概念としては、パスワードレス認証はほぼ普遍的に受け入れられています。しかし実際には、CISOたちは導入に苦労しています――特に最後の15%が難関です。幸いにも、創造的な回避策が生まれつつあります。
エンタープライズCISOたちは、10年以上前からパスワードからの脱却を試みてきましたが、多くのレガシーシステムがパスワード以外を想定して設計されていなかったため、技術的な障壁に直面しています。
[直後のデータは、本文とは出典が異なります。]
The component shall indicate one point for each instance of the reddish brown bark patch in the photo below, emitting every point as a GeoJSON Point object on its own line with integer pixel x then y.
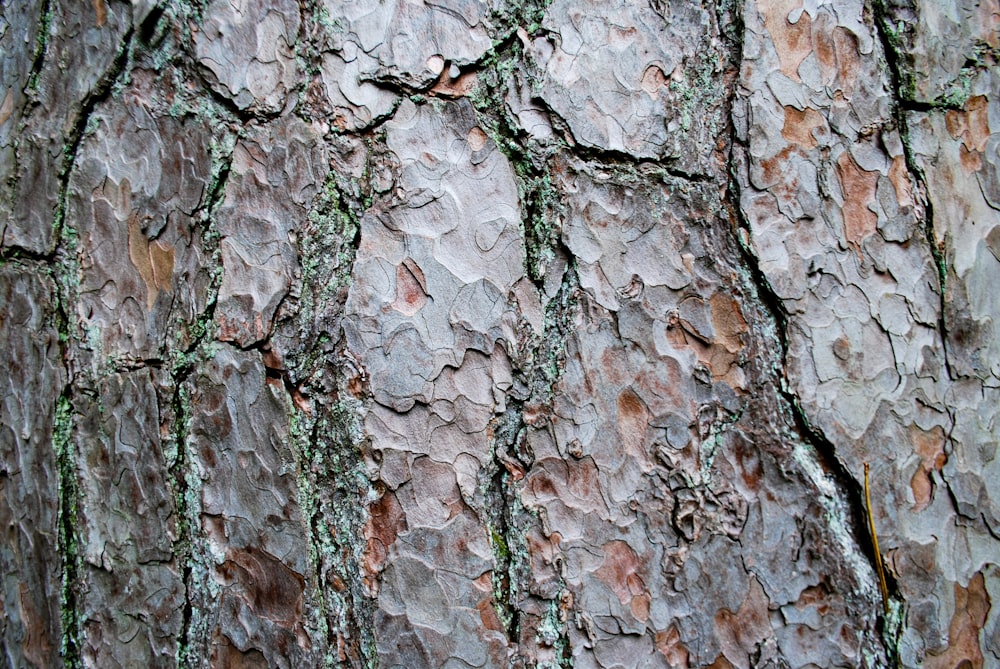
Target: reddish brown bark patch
{"type": "Point", "coordinates": [792, 41]}
{"type": "Point", "coordinates": [799, 126]}
{"type": "Point", "coordinates": [859, 185]}
{"type": "Point", "coordinates": [620, 572]}
{"type": "Point", "coordinates": [930, 446]}
{"type": "Point", "coordinates": [972, 605]}
{"type": "Point", "coordinates": [668, 642]}
{"type": "Point", "coordinates": [384, 524]}
{"type": "Point", "coordinates": [270, 588]}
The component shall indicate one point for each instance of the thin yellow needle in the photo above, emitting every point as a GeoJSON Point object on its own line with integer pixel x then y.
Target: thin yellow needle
{"type": "Point", "coordinates": [878, 553]}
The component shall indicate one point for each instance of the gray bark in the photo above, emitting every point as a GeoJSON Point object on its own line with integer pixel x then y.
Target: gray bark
{"type": "Point", "coordinates": [481, 334]}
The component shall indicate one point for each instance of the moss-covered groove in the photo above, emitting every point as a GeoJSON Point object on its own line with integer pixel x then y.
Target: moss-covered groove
{"type": "Point", "coordinates": [101, 92]}
{"type": "Point", "coordinates": [41, 45]}
{"type": "Point", "coordinates": [183, 365]}
{"type": "Point", "coordinates": [327, 438]}
{"type": "Point", "coordinates": [68, 541]}
{"type": "Point", "coordinates": [821, 449]}
{"type": "Point", "coordinates": [903, 101]}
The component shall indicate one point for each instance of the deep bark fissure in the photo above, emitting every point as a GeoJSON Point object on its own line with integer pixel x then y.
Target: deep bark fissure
{"type": "Point", "coordinates": [900, 105]}
{"type": "Point", "coordinates": [69, 549]}
{"type": "Point", "coordinates": [851, 491]}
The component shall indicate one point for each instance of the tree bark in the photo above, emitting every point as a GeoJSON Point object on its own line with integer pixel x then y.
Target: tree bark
{"type": "Point", "coordinates": [484, 334]}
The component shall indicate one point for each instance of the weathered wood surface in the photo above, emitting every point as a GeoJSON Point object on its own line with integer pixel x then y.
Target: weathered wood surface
{"type": "Point", "coordinates": [473, 334]}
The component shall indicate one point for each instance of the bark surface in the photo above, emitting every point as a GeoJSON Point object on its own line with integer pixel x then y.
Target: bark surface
{"type": "Point", "coordinates": [479, 334]}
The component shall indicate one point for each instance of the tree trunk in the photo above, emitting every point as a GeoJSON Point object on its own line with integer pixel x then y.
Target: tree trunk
{"type": "Point", "coordinates": [476, 334]}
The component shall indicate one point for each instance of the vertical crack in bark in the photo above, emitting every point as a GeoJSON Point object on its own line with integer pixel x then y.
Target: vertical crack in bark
{"type": "Point", "coordinates": [100, 93]}
{"type": "Point", "coordinates": [851, 491]}
{"type": "Point", "coordinates": [62, 263]}
{"type": "Point", "coordinates": [333, 489]}
{"type": "Point", "coordinates": [823, 449]}
{"type": "Point", "coordinates": [181, 472]}
{"type": "Point", "coordinates": [68, 541]}
{"type": "Point", "coordinates": [898, 80]}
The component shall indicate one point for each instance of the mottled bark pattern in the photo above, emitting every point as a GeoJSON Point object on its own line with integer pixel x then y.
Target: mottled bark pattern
{"type": "Point", "coordinates": [477, 334]}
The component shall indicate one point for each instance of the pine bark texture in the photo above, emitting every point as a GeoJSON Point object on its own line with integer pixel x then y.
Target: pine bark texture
{"type": "Point", "coordinates": [399, 333]}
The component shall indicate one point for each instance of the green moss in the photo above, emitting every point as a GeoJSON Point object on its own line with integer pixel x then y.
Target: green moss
{"type": "Point", "coordinates": [68, 540]}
その結果、パスワードレス革命は、その約束や、ますます盗まれやすく悪用されやすくなっているパスワードを生体認証やワンタイムパスコード、セキュリティキーなどに置き換えるという魅力的な前提にもかかわらず、完全に実現することはないかもしれません。
最近のRSAレポートによると、「パスワードレスの導入は停滞しており、90%の組織がカバレッジのギャップやユーザー体験の悪さによる課題を報告しています。」
課題は多岐にわたります。レガシーな産業システム、自社開発アプリ、ドアや施設のアクセスシステム、IoTだけでなく、パスワードレスソリューションの通常のワークグループ展開でさえ、決して「通常」ではありません。異なるオペレーティングシステムや特殊なアクセス要件は、通常、企業が複数のパスワードレスパッケージを導入する必要があることを意味し、これがコスト増や時間の浪費、運用の遅延や摩擦を生みます。最悪の場合、攻撃者が複数のパスワードレスシステムの隙間を突こうとするため、新たなセキュリティホールが生まれることもあります。
セキュリティアナリストや実務者は、ほとんどの企業が既存のパスワードレスオプションで脅威の75%から85%をカバーできると見ています。しかし、最もパスワードレス化が困難なシステムを含む残りの15%こそが、本当の頭痛の種です。
「その最後の15%を埋めるのは特に難しいでしょう。特に組み込みシステムや産業用制御を含むOT(運用技術)環境では」と、Moor Insights & StrategyのVP兼主席アナリストであるウィル・タウンゼント氏は語ります。「OT、IoT、組み込みLinux、そして製造分野のものは特に難しいでしょう。」
タウンゼント氏はさらにこう付け加えます。「DIYのものは特に厄介です。このプロセスは、これらの異なるツールを管理する上でリスクも生み出します。それでも、短期的な摩擦を上回る大きなメリットがあります。」
パスワードレスの課題とリスク
もう一つの重要なパスワードレスの課題は?選択肢が多すぎることです。どのパスワードレス方式にするのか?FIDO2か生体認証か?生体認証なら顔・網膜・指紋・静脈位置のどれか?それぞれに長所と短所があり、企業は多様な方式を必要とするため、管理の手間も大きくなります。
さらに、パスワードレス機構が失敗した場合のバックアップの問題もあります。もし設計上、パスワードにフォールバックするなら、それは本当の「パスワードレス」ではありませんよね?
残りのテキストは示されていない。